Country Singer Shares Radio Tour Harassment Allegations

Country Singer Katie Armiger tells Fox News that the glitz and glamour of the entertainment industry comes with a hefty price.

Years before pop superstar Taylor Swift was groped by a radio DJ from Denver, Colo., Armiger says she was fending off a different handsy DJ while she was underage.

"I was at a radio station in Texas and was taking a promo photo with one of the on-air DJs after doing my performances and he grabbed my butt during the photo," Armiger told us. "And at the same time he was whispering in my ear, 'When are you going to be legal?'"

Armiger told us she "was shocked" and "terrified" but had no one to lean on for support.

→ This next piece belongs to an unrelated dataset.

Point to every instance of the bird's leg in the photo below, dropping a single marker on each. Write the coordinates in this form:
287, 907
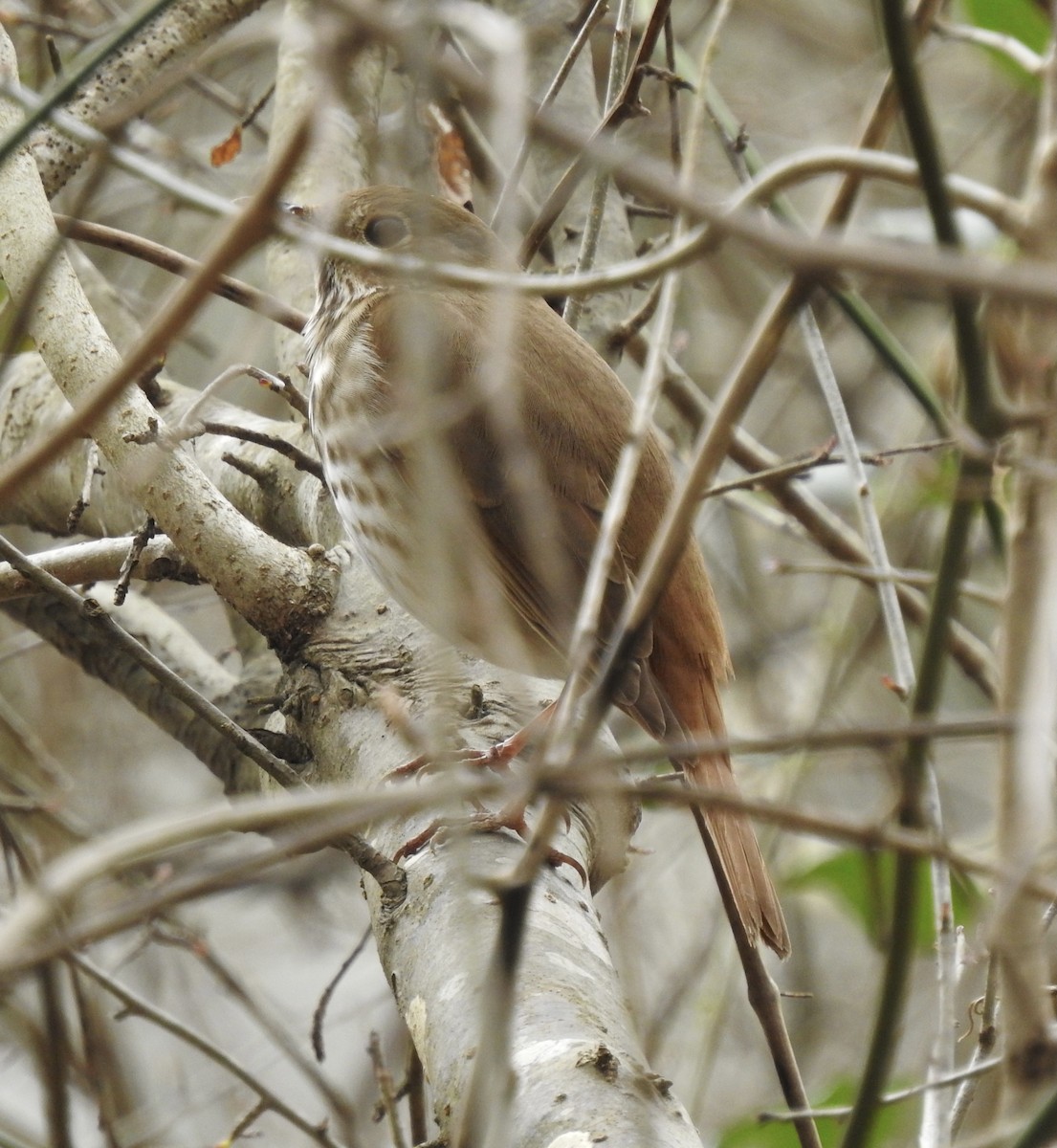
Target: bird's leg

"I brought up my fears and I was told that's how it was and if I wanted to be in music, I'd have to get over it," she said.

Armiger decided to keep her mouth shut after that, but things came to a head in June 2016 when the singer was sued by her record label, Cold River, and filed a counterclaim alleging the label told her to "sex it up" in order to become successful.

According to the lawsuit, Armiger said she was asked to "purchase 'hot, game-changing' clothes," "hug, kiss and flirt" with radio programmers. Armiger said she was told she needed to make the programmers "wish you would take them home with you."

Cold River Record head Pete O'Heeron told Fox News at the time the suit was "baseless" and "an attempt to try and smear good people."

Armiger said she can't comment on her battle with Cold River after a settlement was made, but said she now wants to share her stories of sexual harassment after hearing the bombshell sexual abuse allegations against disgraced movie mogul Harvey Weinstein that have rocked Hollywood.

"There's something really horrible going on behind the scenes," she told us, saying the country music community has its fair share of Weinstein-like behavior.

The now-26-year-old detailed several other stories of sexual harassment that she's encountered. Armiger recalled taking a radio programmer and his team to lunch when the program director asked everyone to share their "top five list of women they would want to sleep with."

After sharing his first choice, Armiger said a radio programmer turned to her, "looking me in the eyes, he said, 'But you would absolutely be my No. 2.'"

When Armiger filed her lawsuit against Cold River, she said many people in the country music world would not work with her anymore.